Lower results were found by Valadares et al. (2017) for fruit weight (86.00%) and length (93.00%) when evaluating heritability of 23 melon accessions from the momordica group. However, this difference can be attributed to the use of another set of genotypes in the experiment conducted under greenhouse conditions, which allows for more control of environmental effects. Aragão, Nunes and Queiróz (2015) evaluated melon families and found lower heritabilities than those found in the present study, for all characters evaluated.
The estimated genetic, phenotypic, and environmental variations (Table 4) indicated that the genetic variation (σ2G) was higher than the environmental variation (σ2E) for all characters evaluated. Thus, it can be said that genetic effects predominate in the expression of the phenotype, indicating greater reliability and greater genetic gains in phenotypic selection. However, more significant variations between growing years were found for earliness, prolificacy, fruit length, and fruit cavity length.

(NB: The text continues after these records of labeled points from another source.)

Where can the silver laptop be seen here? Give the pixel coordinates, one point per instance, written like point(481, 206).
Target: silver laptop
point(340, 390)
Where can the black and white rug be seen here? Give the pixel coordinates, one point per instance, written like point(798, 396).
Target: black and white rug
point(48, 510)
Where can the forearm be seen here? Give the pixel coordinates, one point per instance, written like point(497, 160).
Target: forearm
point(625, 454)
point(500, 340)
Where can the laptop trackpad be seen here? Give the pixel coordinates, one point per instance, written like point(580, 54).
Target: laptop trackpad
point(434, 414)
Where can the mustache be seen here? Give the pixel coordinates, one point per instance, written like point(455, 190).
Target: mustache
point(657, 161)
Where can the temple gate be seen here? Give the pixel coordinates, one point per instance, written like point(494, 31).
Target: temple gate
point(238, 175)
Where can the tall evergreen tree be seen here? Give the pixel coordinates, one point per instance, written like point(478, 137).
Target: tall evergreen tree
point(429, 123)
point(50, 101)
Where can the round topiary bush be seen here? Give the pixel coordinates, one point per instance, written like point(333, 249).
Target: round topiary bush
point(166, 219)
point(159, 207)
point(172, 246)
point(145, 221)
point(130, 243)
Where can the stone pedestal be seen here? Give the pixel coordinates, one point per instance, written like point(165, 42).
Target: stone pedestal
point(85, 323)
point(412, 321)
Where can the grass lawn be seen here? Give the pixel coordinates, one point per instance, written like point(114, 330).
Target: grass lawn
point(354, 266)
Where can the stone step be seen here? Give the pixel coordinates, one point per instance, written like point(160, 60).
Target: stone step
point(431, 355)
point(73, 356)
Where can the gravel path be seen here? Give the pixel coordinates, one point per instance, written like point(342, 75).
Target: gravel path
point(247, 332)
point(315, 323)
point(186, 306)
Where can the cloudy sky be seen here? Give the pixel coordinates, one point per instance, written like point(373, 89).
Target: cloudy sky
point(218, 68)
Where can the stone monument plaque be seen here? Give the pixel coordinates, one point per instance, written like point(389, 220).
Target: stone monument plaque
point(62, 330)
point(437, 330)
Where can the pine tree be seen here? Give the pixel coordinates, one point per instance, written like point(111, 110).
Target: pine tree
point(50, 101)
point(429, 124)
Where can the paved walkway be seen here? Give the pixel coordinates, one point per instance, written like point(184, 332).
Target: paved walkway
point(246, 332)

The coefficients of genetic variation (CVg) found varied from 2.24% to 61.64% (Table 4) and were higher than the coefficients of environmental variation (CVe) for all characters evaluated. The lowest CVg were found for earliness and the highest for prolificacy, fruit cavity length fruit length and soluble solids. However, the highest CVe were also found for prolificacy and soluble solid contents, indicating that these characteristics were highly affected by environmental factors. Valadares et al. (2017) evaluated melon accessions from the variety momordica and found the highest CVg for pistil scar size (72.04) and soluble solid contents (55.34). Ferreira et al. (2016) evaluated pumpkin accessions and found the highest CVg for fruit weight and prolificacy, which denotes a greater effect of genetic factors on the expression of the phenotype and reinforces the existence of high variability in the germplasm.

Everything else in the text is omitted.